What is the function of bile?

A
  • Bile contains bile salts that emulsify the lipids in chyme
  • Bile contains cholesterol that can be eliminated from the body.
22
Q

Describe the structure of the large intestine.

A
  • Cecum - blind-end pouch at beginning of large intestine; chyme enters cecum through ileocecal valve
  • Colon - ascending, transverse, descending, and sigmoid segments
  • Rectum - empties feces through anal canal and external opening called anus
23
Q

Describe the function of the large intestine.

A
  • Microbiome (flora) - helps digest nutrients, produce vitamins and support immune protection; produces gas
  • Absorption - water, salts, vitamins
  • Defecation - elimination of feces; regulated by voluntary and involuntary anal sphincters
24
Q

Describe the mesentery and greater omentum.

A

The mesentery is a distinct part of the peritoneum that connects to the intestines, providing it with nerve innervation, blood supply, and structural support.
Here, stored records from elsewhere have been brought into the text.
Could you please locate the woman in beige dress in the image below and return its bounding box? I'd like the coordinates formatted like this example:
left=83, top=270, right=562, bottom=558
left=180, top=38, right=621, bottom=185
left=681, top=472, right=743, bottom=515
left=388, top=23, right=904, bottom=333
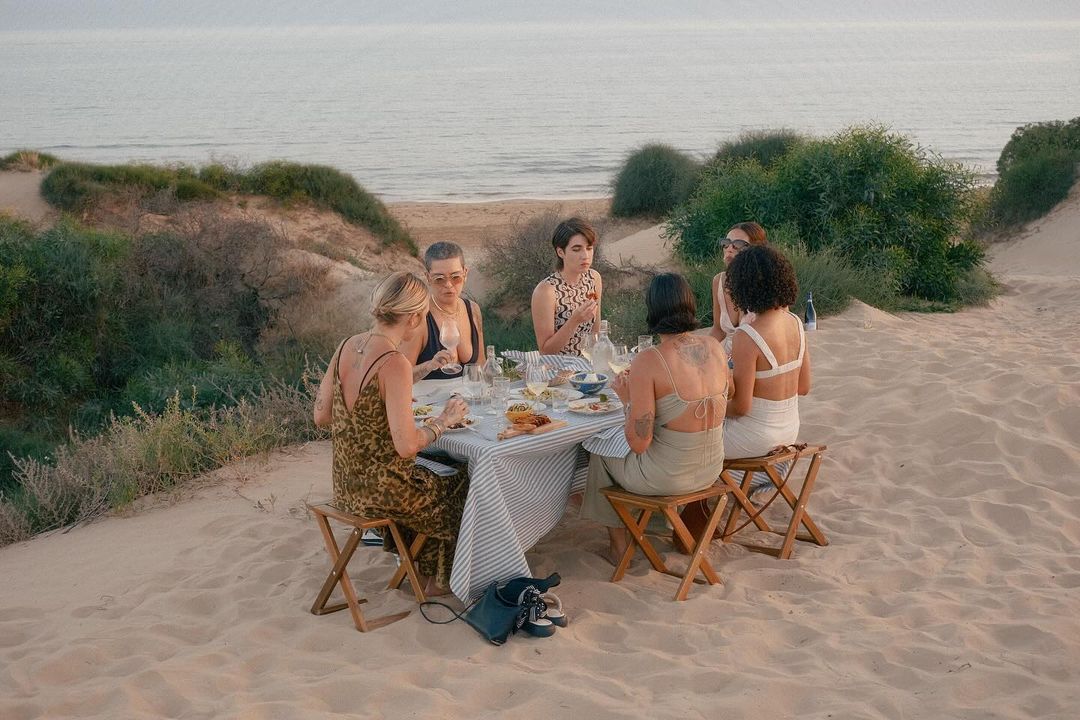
left=581, top=273, right=729, bottom=563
The omentum is part of the visceral peritoneum that hangs over the stomach and connects to the transverse colon.

25
Q

Describe and give the function of the appendix.

A
  • Blind, worm-shaped tube off cecum
  • Functions as an incubator for bacteria of the intestinal microbiome
26
Q

Describe the peritoneum.

A
  • Continuous serous membrane lining abdominal cavity (parietal layer) and covering abdominal organs (visceral layer)
  • Retroperitoneal - describes structures outside the parietal peritoneum, such as kidneys
27
Q

Differentiate between mechanical and chemical digestion.

A
  • Mechanical - chewing (mastication), swallowing (deglutition), and peristalsis break food into tiny particles, mix them well with digestive juices, and move them along the digestive tract
  • Chemical - breaks up large nutrient molecules into compounds that have smaller molecules; brought about by digestive enzymes
28
Q

Describe the process of carbohydrate digestion.

A
  • Begins in mouth with salivary amylase
  • in small intestine pancreatic amylase breaks polysaccharides down to disaccharides
  • Intestinal juice enzymes - maltase changes maltose to glucose, sucrase changes sucrose to glucose, lactase changes lactose to glucose
29
Q

Describe the process of protein digestion.

A
  • Starts in stomach, completed in small intestine
  • Hydrochloric acid in gastric juice unfolds large proteins and converts pepsinogen to active pepsin
  • Pepsin partially digests proteins
  • Pancreatic enzyme, trypsin continues digestion
  • intestinal enzymes, peptidases, complete digestion of partially digested proteins and convert them to amino acids
30
Q

Describe the process of lipid digestion.

A
  • Mainly in small intestines
  • Bile contains no enzymes, but emulsifies lipids (breaks large lipid droplets into very small lipid droplets)
  • Pancreatic lipase changes emulsified lipids to fatty acids and glycerol in small intestine
31
Q

Explain the process of absorption.

A
  • Process by which digested nutrients move from intestine into blood or lymph
  • Mechanisms include:
    -Diffusion (the movement of particles from areas of high concentration to areas of low concentration)
    -Osmosis (the movement of water across a semipermeable membrane from an area of high water concentration to an area of lower water concentration)
  • Active transport (requires energy to move substances against a concentration gradient)
32
Q

What function do lacteals have in absorption?

A

Lacteals are the central lymphatic vessels in the villi of the small intestine and perform nutrient absorption, especially dietary lipids, and the transportation of antigen and antigen-presenting cells.